The government, through a legal instrument known as a presidential reference, asked whether the court's stand could unsettle policy decisions "formulated and approaches taken by various successive governments over the years."
It also asked the judges' opinion on what is the permissible scope for interference by courts with the government's policy-making functions.
The government sought the court's opinion on the consequences of the February judgment, including on the investments made by foreign operators who bought stakes in local companies that received licenses in 2008.
The court will begin hearing the presidential reference on July 10.
Policy uncertainty is one of the main complaints of foreign investors in India, who say they want rules to be clear for them to continue investing billions of dollars.
The Feb. 2 judgment ordering the cancellation -- following charges of corruption in the allotment process -- of all licenses issued without auction after 2008 shocked foreign companies such as Norway's Telenor ASA TEL.OS -0.86% .
Telenor has since written down 4.2 billion Norwegian krone ($715 million) in relation to licenses and goodwill in India, and it plans another write-down of 3.9 billion Norwegian krone.
In the Feb. 2 judgment, the Supreme Court told the government to conduct auctions to allocate all natural resources.
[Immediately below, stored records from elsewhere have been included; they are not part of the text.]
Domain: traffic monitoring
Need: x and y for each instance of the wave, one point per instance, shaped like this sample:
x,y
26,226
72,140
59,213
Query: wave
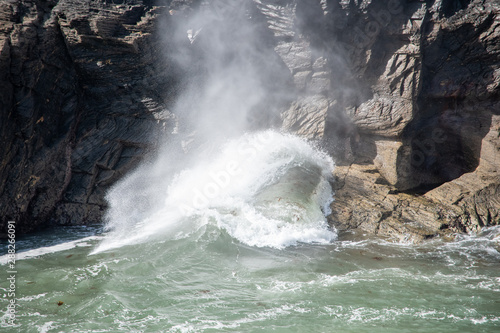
x,y
263,189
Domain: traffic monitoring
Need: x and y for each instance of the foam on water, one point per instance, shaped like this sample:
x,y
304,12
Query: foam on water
x,y
264,189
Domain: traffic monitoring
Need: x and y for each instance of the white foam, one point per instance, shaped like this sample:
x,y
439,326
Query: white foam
x,y
264,189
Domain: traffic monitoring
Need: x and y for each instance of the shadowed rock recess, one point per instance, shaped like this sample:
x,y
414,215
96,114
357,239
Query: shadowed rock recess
x,y
405,95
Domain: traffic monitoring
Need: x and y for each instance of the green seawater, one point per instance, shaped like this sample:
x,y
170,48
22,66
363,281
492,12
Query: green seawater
x,y
210,282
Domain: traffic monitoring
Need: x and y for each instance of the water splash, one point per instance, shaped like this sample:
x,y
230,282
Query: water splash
x,y
264,189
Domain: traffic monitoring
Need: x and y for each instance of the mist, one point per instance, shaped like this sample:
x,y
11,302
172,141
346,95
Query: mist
x,y
233,84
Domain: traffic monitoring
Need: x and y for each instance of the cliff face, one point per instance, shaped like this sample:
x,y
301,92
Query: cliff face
x,y
405,93
81,94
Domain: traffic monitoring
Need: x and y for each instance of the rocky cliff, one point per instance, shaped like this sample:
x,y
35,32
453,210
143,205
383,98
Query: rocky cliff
x,y
405,95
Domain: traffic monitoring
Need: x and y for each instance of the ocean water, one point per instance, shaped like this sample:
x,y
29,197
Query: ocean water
x,y
240,243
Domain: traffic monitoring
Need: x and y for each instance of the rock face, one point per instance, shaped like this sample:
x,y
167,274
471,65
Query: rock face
x,y
405,95
81,94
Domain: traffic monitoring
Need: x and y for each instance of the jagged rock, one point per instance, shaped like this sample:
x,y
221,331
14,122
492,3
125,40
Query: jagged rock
x,y
73,75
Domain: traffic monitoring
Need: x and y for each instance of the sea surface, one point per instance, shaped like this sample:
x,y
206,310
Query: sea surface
x,y
240,243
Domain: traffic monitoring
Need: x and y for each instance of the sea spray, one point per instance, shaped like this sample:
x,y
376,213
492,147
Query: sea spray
x,y
264,189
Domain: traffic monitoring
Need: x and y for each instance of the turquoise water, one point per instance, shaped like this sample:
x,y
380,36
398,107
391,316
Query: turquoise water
x,y
239,242
211,282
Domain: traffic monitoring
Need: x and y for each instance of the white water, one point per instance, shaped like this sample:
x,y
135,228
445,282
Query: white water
x,y
264,189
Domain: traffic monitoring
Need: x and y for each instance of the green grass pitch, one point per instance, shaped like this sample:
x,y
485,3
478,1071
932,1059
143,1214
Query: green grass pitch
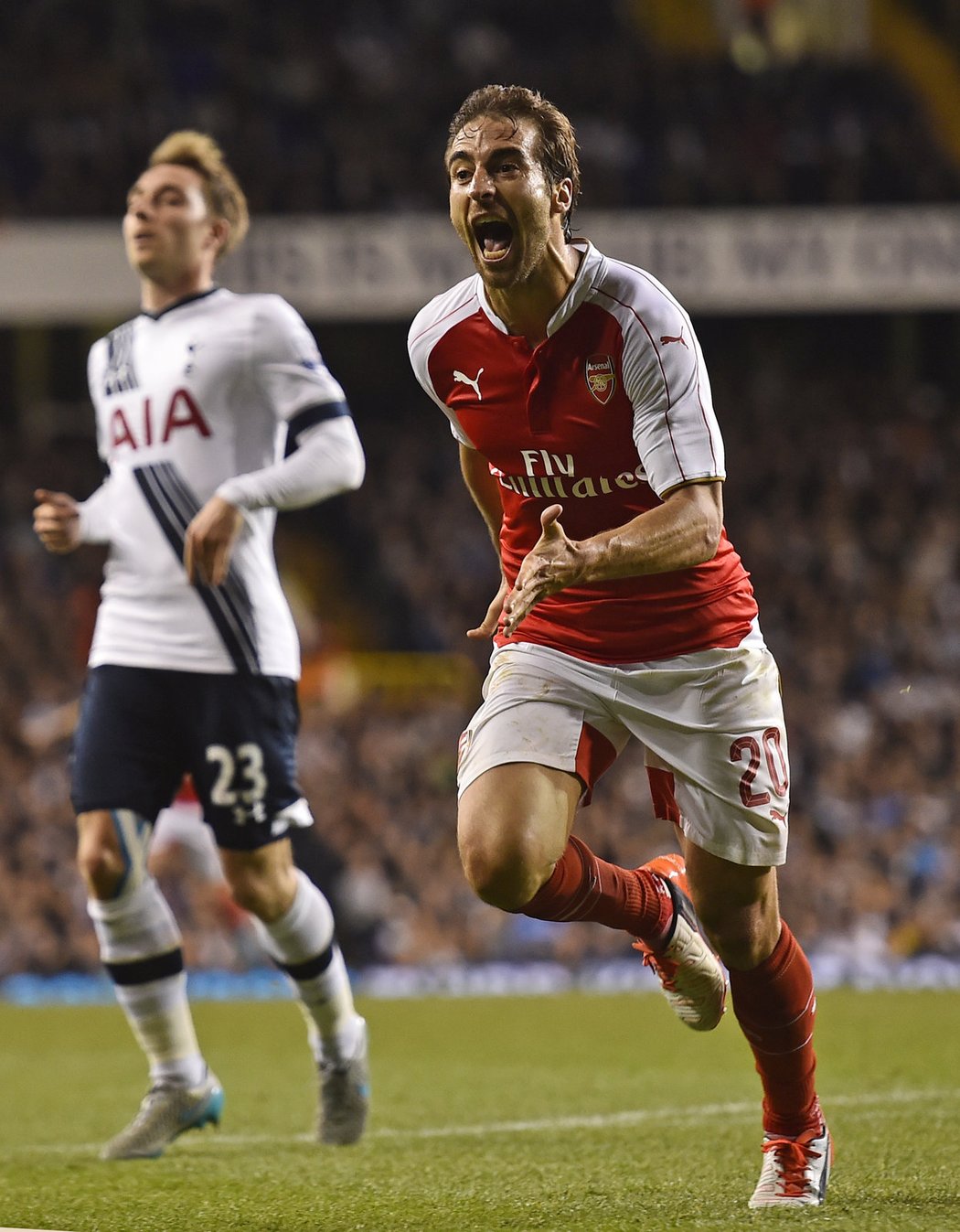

It said the first-come first-served policy adopted in 2008 for telecom license sales was "arbitrary and unconstitutional."
Through the presidential reference, the Indian government has asked the Supreme Court's opinion on whether the appropriate way to allocate natural resources "across all sectors and in all circumstances" is through auctions.
Since the judgment, there have been concerns about how the ruling will affect previous government deals in sectors such as oil and gas and mining, as well as telecom.
Currently, India allots mining leases for minerals, metals and coal without auction. However, oil and gas blocks are allotted through an auction in which both domestic and overseas companies take part. The latest telecom bandwidth allotment -- held in 2010 for third-generation services -- was also through auctions.
While the court has agreed to give its opinion initially on these issues, Chief Justice S.H. Kapadia, who is heading the five-judge bench looking into the presidential reference, said it will subsequently also take up the question of the status of telecom licenses and bandwidth given without an auction process from 1994 until 2008.
The Supreme Court had earlier partially accepted another plea from the government seeking clarification on the timeline for conducting auctions of bandwidth that will be vacated due to the cancellation of the 122 telecom licenses. Last month, it extended the deadline for the auctions to Aug. 31 from June 2.
Meanwhile, the government Thursday withdrew another plea asking the Supreme Court to review its ruling on the appropriateness of the "first-come, first-served" policy adopted in 2008.
Under the Indian constitution, the president can refer a judgment to the Supreme Court to seek its opinion on issues of public importance, though the court has the option of not giving an opinion.